La batalla, por ejemplo, contra los conductores que manejan con una mano,
mientras la otra, además de sus ojos y su cerebro se concentran en escribir un
mensaje, parece perdida. Aunque la gente piensa que puede hablar o escribir al
mismo tiempo que se conduce, hay que estar en un embotellamiento causado por un
adicto al teléfono para darse cuenta de que no es así.
No niego las virtudes de la comunicación por celular, pero me
preocupa que mientras más nos comunicamos en la distancia, menos nos hablamos
cuando estamos cerca. Me impresiona y preocupa la dependencia que tenemos al
teléfono celular. Preferimos perder la licencia de conducir que el celular!
Más que un instrumento, el celular parece una extensión de
nuestro cuerpo, y casi nadie puede resistir la sensación de abandono y soledad
cuando pasan las horas y éste no suena. Por eso quizá algunos nunca lo apagan.
¡Ni en cine! He visto a más de uno contestar en voz baja para decir:
"Estoy en el cine, ahora te llamo". Es algo que por más que intento,
no puedo entender. También puedo percibir la sensación de desamparo que se
produce en muchas personas cuando las azafatas dicen en el avión que está a
punto de despegar y que es hora de apagar los celulares.
También he sido testigo de la inquietud que se desata cuando
suena uno de los ring tones más populares y todos en acto reflejo nos llevamos
la mano al bolsillo o la cartera, buscando el propio aparato.
Pero de todos, los Blackberry merecen un capítulo aparte.
Enajenados y autistas. Así he visto a muchos de mis colegas, incluso a mi
propia hija, absortos en el chat de este nuevo invento. La escena suele
repetirse. El Blackberry en el escritorio. Un pitido que anuncia la llegada de
un mensaje, y el personaje que tengo enfrente se lanza sobre el teléfono. Casi
nunca pueden abstenerse de contestar de inmediato. Lo veo teclear un rato,
masajear la bolita, y sonreír; luego mirarme y decir: "¿En qué
íbamos?". Pero ya la conversación se ha ido al traste. No conozco a nadie
que tenga un Blackberry y que no sea adicto a él.
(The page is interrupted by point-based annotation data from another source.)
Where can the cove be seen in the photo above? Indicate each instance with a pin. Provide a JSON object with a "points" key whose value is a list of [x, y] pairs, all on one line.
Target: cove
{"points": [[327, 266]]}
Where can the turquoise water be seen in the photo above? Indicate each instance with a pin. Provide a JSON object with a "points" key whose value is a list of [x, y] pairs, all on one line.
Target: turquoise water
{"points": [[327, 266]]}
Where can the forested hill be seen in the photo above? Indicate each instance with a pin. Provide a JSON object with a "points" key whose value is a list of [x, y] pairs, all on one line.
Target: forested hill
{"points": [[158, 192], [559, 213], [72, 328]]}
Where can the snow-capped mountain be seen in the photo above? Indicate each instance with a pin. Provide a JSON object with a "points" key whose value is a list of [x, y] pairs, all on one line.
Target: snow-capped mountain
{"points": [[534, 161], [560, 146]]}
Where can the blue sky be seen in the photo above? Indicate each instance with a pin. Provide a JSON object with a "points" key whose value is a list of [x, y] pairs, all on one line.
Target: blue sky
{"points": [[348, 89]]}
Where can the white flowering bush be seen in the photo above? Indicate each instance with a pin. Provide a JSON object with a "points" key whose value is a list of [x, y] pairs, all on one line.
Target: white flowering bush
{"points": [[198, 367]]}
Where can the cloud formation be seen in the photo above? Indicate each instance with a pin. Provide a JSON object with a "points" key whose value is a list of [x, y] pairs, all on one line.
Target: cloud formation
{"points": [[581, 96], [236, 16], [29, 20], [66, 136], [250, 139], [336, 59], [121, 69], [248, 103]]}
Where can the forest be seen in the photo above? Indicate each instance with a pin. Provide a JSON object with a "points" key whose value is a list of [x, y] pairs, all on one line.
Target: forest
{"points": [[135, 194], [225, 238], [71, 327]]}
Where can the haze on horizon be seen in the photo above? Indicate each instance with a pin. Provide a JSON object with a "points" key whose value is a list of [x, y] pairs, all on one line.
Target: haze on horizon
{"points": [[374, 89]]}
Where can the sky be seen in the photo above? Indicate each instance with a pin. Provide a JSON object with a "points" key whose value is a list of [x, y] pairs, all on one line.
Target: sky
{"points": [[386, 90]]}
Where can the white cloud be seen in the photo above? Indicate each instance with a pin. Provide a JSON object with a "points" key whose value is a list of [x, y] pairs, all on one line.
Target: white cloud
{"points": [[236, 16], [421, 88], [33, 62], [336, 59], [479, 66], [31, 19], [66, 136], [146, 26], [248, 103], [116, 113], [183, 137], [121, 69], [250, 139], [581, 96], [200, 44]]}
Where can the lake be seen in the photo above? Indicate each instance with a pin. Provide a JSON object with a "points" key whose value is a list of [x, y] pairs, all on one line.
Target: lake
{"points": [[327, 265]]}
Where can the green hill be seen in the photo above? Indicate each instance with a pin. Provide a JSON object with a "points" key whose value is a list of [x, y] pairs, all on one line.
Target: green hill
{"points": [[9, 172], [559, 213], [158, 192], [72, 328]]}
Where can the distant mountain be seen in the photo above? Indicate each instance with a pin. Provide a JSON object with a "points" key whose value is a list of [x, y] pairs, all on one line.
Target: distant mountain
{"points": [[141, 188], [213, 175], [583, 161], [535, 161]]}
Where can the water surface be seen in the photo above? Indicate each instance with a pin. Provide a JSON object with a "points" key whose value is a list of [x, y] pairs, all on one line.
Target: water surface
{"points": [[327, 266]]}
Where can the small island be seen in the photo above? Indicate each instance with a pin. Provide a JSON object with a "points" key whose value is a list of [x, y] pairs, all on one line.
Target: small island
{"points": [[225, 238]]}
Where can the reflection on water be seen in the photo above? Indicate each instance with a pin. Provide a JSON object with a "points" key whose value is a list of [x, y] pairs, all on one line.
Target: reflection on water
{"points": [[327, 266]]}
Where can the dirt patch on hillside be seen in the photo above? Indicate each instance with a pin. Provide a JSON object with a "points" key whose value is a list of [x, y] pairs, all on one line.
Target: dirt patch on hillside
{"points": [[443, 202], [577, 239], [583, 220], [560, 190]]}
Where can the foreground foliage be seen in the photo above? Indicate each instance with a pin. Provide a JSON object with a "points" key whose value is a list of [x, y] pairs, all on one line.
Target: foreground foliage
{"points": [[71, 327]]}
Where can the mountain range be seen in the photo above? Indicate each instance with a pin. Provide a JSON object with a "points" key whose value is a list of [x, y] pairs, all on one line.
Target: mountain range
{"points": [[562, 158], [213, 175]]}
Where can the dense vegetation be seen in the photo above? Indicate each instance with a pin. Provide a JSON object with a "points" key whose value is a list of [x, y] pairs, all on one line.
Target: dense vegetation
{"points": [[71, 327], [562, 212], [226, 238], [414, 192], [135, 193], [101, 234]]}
Antes, en las mañanas al
levantarse, el primer instinto era tomarse un buen café. Ahora el primer acto
cotidiano es tomar su aparato y responder al instante todos sus mensajes. Es la
tiranía de lo instantáneo, de lo simultáneo, de lo disperso, de la sobredosis
de información y de la conexión con un mundo virtual que terminará acabando con
el delicioso placer de conversar con el otro, frente a frente y sin ser
interrumpidos por el maldito teléfono celular.